I’m working on a task that involves generating a large number of textures in Blender using Python (bpy). While I can automate the creation of shader nodes, I’m struggling to extract the resulting texture images efficiently. Currently, I render the images, but this involves saving them to files, which isn’t necessary for my task and adds significant runtime overhead.
Since my textures are 2D and only depend on the shader nodes (lighting, camera angle, etc., are irrelevant), I’m wondering:
Is there a way to render an image and access the pixel values directly from a script, without saving to a file?
Alternatively, is there another method to directly sample the output of the shader nodes?
And are there any recommended settings for rendering it with lowest latency?
The simplest way is to have a plane in your scene, and bake it with the bpy.ops.object.bake operator.
You could plug the texture directly to the Material Output node, and bake ‘Emit’, which should be rather fast, and doesn’t need to execute closure operations (as it does in a normal rendering).
Thought it’s possible to go even deeper and use the baking API from blender, it’s far more complicated, as you need to deal with buffers, object IDs, primitive IDs, UVs, derivatives, etc.
That sounds very interesting, can you elaborate how can I do that? From one attempt with baking it seemed that I have to use the cycles engine and that was much much slower then a full render.
This is the code I have:
In this case, you don’t need too much samples for baking. The default of 1024 is way too much. If your texture doesn’t have a lot of small details that need to be over sampled (like very small noise patterns), you can get away with 1 to 32 samples per pixel.
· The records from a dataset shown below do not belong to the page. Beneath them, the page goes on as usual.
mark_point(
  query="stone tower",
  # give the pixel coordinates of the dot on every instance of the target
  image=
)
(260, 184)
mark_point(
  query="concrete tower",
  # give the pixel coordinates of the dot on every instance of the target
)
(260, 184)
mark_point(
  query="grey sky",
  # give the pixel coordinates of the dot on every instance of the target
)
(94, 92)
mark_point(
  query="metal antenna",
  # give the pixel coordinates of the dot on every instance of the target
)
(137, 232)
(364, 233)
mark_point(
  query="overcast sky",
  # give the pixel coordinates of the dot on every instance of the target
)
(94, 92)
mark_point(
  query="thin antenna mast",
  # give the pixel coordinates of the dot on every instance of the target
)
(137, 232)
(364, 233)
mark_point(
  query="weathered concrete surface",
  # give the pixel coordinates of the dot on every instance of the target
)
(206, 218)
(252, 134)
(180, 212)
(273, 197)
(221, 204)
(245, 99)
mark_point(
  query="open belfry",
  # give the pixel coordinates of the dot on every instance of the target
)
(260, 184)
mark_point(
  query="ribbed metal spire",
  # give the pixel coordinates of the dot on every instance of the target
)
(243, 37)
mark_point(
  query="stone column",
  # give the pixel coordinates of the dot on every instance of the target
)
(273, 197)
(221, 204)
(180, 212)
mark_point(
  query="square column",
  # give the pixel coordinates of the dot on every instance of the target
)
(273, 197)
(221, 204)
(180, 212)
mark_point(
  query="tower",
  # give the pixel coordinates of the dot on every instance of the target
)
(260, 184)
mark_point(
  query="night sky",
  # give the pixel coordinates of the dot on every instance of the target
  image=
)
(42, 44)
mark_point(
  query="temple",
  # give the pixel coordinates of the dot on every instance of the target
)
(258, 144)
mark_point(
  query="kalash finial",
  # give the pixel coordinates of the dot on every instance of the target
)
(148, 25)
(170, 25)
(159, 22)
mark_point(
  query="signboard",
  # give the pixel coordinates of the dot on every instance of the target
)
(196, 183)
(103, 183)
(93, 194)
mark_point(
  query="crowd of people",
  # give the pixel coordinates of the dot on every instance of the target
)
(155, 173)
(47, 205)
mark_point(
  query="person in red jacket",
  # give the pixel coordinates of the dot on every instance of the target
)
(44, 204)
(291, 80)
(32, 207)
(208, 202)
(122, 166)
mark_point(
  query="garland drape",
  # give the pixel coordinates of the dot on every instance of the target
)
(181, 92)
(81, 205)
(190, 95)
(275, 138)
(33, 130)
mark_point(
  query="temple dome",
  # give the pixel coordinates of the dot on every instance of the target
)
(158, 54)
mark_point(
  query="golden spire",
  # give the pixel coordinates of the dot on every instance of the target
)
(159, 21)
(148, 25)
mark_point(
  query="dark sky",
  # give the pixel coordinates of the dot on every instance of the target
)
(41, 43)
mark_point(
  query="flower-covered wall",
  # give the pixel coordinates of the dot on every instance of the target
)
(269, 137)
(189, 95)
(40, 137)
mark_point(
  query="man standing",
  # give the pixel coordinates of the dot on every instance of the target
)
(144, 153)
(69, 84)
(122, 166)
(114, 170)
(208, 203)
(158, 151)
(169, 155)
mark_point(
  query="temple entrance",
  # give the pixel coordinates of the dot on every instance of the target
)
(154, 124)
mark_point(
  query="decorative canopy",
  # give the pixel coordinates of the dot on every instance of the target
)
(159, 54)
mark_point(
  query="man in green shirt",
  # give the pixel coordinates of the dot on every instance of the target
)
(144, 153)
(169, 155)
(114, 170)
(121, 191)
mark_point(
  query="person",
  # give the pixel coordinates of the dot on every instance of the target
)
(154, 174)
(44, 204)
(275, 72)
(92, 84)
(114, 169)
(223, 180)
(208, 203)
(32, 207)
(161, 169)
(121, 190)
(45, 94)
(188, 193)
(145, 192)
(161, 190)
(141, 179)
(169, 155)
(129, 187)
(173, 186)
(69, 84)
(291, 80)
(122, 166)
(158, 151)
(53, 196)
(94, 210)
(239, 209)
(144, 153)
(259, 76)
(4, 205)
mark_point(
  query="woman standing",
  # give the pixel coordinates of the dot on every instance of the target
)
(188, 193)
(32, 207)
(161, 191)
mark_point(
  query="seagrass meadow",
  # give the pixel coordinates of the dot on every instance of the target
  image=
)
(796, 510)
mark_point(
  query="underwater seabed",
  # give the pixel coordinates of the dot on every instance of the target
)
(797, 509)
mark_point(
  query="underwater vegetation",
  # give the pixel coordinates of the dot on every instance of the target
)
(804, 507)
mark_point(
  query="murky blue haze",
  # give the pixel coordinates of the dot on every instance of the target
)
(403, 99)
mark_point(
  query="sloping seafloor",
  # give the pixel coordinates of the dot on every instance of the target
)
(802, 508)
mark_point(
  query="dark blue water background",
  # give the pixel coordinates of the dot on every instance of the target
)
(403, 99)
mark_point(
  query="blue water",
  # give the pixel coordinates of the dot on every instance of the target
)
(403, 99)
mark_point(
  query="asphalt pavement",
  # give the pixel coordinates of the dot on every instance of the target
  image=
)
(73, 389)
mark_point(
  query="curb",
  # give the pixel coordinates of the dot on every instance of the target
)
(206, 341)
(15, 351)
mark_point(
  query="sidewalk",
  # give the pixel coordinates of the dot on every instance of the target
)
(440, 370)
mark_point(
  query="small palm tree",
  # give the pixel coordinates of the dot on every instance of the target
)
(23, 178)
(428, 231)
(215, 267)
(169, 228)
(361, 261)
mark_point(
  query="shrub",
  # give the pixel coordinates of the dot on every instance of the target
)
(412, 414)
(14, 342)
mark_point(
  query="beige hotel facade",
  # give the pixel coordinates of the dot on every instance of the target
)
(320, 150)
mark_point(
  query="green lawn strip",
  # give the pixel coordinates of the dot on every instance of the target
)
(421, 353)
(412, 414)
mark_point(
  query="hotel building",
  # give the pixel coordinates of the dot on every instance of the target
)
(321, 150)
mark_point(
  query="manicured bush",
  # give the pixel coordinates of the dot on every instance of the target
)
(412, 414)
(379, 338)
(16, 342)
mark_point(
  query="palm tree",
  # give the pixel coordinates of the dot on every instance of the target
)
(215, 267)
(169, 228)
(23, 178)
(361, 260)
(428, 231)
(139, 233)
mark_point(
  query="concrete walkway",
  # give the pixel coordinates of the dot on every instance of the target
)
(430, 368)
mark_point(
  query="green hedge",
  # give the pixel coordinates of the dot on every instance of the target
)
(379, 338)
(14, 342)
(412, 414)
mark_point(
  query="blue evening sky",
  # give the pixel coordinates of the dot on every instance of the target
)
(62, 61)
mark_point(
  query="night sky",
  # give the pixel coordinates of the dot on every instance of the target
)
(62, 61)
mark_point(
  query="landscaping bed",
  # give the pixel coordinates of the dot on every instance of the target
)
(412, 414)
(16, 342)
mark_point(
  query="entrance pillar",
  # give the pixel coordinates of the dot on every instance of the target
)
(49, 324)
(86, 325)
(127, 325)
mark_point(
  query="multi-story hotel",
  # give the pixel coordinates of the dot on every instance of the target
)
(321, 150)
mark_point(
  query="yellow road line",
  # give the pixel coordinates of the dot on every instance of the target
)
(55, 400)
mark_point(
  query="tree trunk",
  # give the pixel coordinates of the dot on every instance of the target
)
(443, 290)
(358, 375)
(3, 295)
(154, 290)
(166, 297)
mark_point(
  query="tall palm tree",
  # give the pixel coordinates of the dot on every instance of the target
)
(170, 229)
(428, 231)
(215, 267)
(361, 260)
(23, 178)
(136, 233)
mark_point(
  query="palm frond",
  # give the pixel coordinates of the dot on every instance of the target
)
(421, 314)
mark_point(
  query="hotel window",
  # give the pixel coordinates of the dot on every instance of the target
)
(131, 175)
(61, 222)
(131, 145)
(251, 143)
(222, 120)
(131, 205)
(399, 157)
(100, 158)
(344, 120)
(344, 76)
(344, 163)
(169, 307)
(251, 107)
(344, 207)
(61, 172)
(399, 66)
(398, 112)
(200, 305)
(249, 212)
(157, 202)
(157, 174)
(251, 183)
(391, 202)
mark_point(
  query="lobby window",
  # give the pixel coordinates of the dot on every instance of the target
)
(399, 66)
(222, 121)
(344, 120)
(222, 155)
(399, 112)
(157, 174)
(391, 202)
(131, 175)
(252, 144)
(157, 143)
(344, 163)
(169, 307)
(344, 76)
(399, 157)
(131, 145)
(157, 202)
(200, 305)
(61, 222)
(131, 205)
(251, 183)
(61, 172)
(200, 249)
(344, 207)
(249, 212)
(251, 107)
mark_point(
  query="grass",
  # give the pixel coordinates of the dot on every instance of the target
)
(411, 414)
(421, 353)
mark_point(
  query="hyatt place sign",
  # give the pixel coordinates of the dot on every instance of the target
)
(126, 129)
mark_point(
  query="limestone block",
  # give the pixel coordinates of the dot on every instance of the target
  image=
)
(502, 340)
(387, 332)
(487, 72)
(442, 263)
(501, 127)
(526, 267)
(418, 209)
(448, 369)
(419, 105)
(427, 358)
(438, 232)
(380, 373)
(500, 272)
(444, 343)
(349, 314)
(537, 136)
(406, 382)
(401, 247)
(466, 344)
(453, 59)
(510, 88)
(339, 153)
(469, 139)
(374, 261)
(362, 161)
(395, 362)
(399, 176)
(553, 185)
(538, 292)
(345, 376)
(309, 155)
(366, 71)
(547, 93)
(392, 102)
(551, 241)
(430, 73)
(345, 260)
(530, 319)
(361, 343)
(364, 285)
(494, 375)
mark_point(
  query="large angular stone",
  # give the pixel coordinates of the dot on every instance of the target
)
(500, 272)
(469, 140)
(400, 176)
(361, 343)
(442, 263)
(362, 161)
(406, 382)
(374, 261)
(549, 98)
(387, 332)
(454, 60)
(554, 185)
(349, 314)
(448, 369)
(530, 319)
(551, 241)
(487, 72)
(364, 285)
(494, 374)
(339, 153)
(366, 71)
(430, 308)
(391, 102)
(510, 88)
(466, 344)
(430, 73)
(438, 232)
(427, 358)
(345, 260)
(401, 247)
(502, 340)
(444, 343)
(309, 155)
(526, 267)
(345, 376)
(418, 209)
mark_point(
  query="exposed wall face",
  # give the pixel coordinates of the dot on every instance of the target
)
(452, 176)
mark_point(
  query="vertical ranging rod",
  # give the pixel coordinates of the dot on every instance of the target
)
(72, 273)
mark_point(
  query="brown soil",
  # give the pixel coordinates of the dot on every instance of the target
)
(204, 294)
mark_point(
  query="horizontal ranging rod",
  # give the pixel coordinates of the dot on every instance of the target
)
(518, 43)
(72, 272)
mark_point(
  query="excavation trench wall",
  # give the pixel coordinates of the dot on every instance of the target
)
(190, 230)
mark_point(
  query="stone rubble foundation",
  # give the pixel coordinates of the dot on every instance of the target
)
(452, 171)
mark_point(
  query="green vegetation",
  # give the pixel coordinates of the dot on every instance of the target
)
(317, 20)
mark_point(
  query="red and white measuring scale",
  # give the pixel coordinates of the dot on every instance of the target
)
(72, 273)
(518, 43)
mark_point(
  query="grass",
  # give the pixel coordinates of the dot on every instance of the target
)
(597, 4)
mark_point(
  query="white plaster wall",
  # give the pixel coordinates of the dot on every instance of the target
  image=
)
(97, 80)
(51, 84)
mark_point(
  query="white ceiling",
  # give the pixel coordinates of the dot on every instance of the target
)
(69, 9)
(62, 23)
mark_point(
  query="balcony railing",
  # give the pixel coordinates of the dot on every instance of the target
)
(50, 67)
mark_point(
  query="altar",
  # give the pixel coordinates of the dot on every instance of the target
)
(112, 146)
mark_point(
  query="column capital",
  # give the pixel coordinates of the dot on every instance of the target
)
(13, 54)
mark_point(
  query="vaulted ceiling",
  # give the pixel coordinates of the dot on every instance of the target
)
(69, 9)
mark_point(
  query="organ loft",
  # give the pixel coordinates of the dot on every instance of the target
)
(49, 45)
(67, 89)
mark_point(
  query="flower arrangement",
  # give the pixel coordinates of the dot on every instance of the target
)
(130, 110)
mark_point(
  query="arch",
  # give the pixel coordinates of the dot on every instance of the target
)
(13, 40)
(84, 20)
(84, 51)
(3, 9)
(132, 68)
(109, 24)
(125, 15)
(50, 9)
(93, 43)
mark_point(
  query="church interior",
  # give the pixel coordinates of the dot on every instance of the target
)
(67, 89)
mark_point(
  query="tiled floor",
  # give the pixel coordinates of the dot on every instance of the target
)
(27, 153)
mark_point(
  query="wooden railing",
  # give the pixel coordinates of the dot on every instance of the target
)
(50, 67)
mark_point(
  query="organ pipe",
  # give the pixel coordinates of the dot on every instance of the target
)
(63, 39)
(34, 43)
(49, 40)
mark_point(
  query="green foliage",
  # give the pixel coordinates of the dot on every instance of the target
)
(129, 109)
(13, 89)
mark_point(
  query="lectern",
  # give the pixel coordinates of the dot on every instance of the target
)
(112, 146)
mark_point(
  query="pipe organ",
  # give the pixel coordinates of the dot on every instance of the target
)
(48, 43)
That will render very fast (in my laptop, a 8k texture, takes about 2 to 4 seconds to bake).
So you could add this to your script: bpy.context.scene.cycles.samples = 16
Also, you don’t need the ‘PrincipledBsdf’ (specially if you’re baking ‘Emit’).
So you can plug the color_ramp directly to the material output.
#replace last link with:
links.new(color_ramp.outputs["Color"], nodes["Material Output"].inputs["Surface"])
After calling the bake operator, you can read the pixels from the img data.
For example, reading the color of the [512, 256] pixel can be done as:
w = img.size[1]
coord = (512 + 256 * w) * 4
pixel_color = Color(img.pixels[coord:coord+3])
# Color data type don't have alpha, but you can access it also with:
rgba = img.pixels[coord:coord+4]
You could also save the image to a file: img.save_render(filepath='C:\\tmp\\texture_baked.png')
The only way I can imagine, is to replicate all nodes in OpenGL and use the gpu module to render the texture to an offscreen buffer.
This is far more advanced than you might expect… If you download an older version of Blender (prior to Eevee), you can get the OpenGl code for most nodes (the older ones) from the material itself. But this option is no longer available (thought that glsl code would still work in current blender versions).
Thanks… that does sound overly complicated. I’m surprised there isn’t a more straightforward way to accomplish what I’m trying to do. Looks like I will have to live with the 100ms for each texture.